Mass Combat Rules?

By Lupa, in Only War Rules Questions

So this is mostly just to sate my own curiosity. I made my own mass combat house rules for Black Crusade and they work equally well with any FFG 40k game (and in fact only minor adjustments are made to get it to work with, like, d20 or something, though the factions are all 40k-specific). After I finished a major update, I decided to post them to Only War. Now, when I posted them to Black Crusade I mentioned how they were actually different from the mass combat rules for that game: They scale up to higher than the Tome of Blood rules, and work much better for fighting orks or 'nids or other very aggressive enemies than the Imperium-focused Tome of Decay rules. Since I was exhausted when I posted the updated rules to the Only War forum, I never bothered explaining why anyone would want to use my rules instead of the Only War mass combat rules. In fact, I can't even remember what the official mass combat rules are, because I've never actually played that game.

So I decided to look them up. And it turns out they...Don't exist? Are there really no rules for combat on a larger scale than the formation rules (which only really work up to numbers in the low hundreds on either side) given in Enemies of the Imperium? I don't have every book, but Google isn't giving me any results but house rules.

tl;dr Does Only War even have mass combat and/or military campaign rules? And if not, why on Holy Terra not? Even just copying the Tome of Blood and Tome of Decay's systems over would've been better than nothing.

One of the Rogue Trader supplements had mass combat rules, too.

For Only War, my guess would be that they're just waiting to publish something like this in another supplement.
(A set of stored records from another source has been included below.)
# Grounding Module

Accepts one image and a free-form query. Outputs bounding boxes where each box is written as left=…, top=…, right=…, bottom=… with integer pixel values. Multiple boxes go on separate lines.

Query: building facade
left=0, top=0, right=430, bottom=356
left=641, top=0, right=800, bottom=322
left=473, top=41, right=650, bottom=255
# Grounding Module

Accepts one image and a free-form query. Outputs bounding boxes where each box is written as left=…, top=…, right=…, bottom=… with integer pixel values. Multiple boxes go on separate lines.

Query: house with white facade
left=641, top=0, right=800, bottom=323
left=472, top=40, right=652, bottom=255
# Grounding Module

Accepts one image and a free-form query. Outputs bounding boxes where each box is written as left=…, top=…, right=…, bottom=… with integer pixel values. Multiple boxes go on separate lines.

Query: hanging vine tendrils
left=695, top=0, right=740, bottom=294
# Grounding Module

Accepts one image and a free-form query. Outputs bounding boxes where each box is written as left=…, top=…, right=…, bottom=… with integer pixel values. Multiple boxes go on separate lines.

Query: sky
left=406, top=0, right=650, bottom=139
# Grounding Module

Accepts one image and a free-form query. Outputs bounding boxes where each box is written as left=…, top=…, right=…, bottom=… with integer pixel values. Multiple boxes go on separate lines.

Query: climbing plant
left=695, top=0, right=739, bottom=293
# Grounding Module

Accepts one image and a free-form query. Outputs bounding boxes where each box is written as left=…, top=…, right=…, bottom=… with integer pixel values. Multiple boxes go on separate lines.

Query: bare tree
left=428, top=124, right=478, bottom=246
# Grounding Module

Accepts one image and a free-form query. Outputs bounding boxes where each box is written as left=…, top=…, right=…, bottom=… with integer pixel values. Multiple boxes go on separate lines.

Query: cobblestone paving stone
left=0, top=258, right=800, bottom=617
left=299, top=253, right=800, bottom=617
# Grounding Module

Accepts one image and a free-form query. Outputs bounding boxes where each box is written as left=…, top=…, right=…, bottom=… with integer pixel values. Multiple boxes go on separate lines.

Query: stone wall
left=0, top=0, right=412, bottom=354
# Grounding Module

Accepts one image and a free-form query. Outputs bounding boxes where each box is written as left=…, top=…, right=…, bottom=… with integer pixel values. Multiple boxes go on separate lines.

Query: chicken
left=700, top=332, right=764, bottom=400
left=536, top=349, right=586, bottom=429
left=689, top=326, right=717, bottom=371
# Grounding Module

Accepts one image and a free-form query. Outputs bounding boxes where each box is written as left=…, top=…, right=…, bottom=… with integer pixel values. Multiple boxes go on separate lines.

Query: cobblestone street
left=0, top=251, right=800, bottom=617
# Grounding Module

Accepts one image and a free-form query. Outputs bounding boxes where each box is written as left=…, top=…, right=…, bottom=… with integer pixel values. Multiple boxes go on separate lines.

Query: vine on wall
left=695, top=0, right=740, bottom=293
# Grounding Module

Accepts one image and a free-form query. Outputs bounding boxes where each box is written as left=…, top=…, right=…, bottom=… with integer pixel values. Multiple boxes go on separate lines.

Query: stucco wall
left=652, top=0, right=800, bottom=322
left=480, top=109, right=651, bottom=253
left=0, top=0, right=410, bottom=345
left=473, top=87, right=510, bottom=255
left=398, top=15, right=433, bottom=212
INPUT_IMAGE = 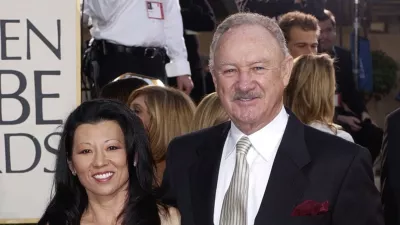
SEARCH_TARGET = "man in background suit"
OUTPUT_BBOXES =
[381,108,400,225]
[319,10,383,161]
[162,13,383,225]
[180,0,216,103]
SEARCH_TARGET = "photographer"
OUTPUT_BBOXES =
[81,0,193,94]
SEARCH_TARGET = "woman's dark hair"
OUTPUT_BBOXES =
[38,99,160,225]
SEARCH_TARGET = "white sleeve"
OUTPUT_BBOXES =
[164,0,190,77]
[80,0,90,25]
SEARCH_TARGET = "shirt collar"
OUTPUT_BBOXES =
[226,106,289,161]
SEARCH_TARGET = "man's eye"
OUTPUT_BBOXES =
[224,69,235,73]
[79,149,90,154]
[107,146,118,150]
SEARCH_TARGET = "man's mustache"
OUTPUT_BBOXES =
[233,91,262,101]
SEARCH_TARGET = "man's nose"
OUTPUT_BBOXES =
[237,69,254,91]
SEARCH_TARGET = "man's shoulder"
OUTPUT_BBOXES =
[386,108,400,121]
[304,126,369,163]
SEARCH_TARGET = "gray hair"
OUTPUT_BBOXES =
[209,13,290,70]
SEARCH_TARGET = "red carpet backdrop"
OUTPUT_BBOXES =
[0,0,80,221]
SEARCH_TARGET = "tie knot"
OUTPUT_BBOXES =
[236,136,251,155]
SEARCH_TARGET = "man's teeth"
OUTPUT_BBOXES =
[93,172,114,179]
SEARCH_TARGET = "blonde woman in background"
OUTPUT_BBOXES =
[284,54,354,142]
[127,86,196,184]
[192,92,229,131]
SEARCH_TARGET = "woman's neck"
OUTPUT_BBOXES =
[156,160,166,185]
[82,187,128,224]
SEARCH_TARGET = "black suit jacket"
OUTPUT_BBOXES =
[333,46,367,117]
[381,108,400,225]
[244,0,325,18]
[163,115,383,225]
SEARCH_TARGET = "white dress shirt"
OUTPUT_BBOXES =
[81,0,190,77]
[214,107,288,225]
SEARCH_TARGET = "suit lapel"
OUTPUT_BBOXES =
[255,114,310,225]
[190,122,230,225]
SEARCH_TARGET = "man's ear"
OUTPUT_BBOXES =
[281,55,293,87]
[67,160,76,176]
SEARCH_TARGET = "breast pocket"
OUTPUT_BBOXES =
[290,212,331,225]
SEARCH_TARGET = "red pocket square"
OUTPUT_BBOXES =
[292,200,329,216]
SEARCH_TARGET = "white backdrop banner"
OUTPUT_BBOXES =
[0,0,80,221]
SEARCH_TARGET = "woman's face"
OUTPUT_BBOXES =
[69,121,129,196]
[130,95,150,129]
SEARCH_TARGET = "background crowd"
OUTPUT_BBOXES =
[6,0,400,225]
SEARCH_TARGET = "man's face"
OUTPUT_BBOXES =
[212,25,293,134]
[318,19,336,51]
[288,27,318,58]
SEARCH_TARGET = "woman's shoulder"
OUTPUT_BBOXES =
[159,207,181,225]
[337,130,354,143]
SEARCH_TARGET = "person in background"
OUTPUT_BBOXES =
[279,11,320,58]
[99,73,153,103]
[284,54,354,142]
[192,92,229,131]
[81,0,193,94]
[180,0,216,103]
[381,108,400,225]
[319,10,383,161]
[127,86,196,184]
[38,99,180,225]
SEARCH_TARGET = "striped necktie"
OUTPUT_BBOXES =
[219,136,251,225]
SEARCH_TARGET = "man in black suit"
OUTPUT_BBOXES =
[319,10,383,161]
[163,13,383,225]
[381,108,400,225]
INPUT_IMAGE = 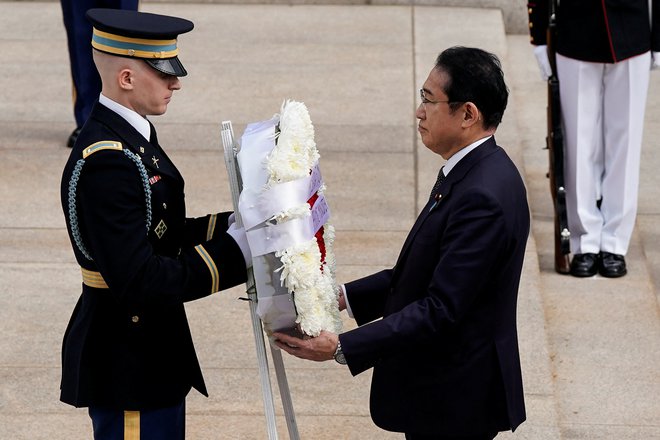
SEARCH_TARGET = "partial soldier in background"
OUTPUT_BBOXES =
[527,0,660,278]
[60,9,252,440]
[60,0,139,148]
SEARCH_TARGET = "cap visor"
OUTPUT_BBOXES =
[145,57,188,76]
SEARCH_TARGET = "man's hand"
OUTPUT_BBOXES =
[651,52,660,70]
[273,330,339,362]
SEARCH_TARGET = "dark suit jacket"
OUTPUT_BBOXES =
[61,103,246,410]
[340,138,529,435]
[527,0,660,63]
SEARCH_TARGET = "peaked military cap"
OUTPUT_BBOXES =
[87,8,194,76]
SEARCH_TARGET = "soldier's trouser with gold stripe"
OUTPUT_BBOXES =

However, it is also possible that the studio believes the game not to warrant such rules due to scope. Both Black Crusade as well as Rogue Trader have players actually in command of such huge formations, whereas Only War only really supports company-level command (with the Commander speciality in HotE), where tactical gameplay is tended to with Formation rules. Player characters are not expected to take command of multiple larger units as this would shift the scope of adventure away from squad combat (arguable the game's focus) and into some fortified bunker, so perhaps the designers intentionally omitted actual mass combat mechanics.

Personally, I would still include them, but rather as a mechanic to manage background narration for the GM instead of giving players a turn-based strategy game of sorts - meaning, a system that keeps track of where the various units in a military campaign are and what they are doing, so that the players' missions can develop "naturally" out of this strategic element (including the players' actions influencing the greater picture) rather than the GM having to "wing it".

A bit like how GW's Planetary Empires system worked as a tie-in to generate skirmishes for the Tabletop.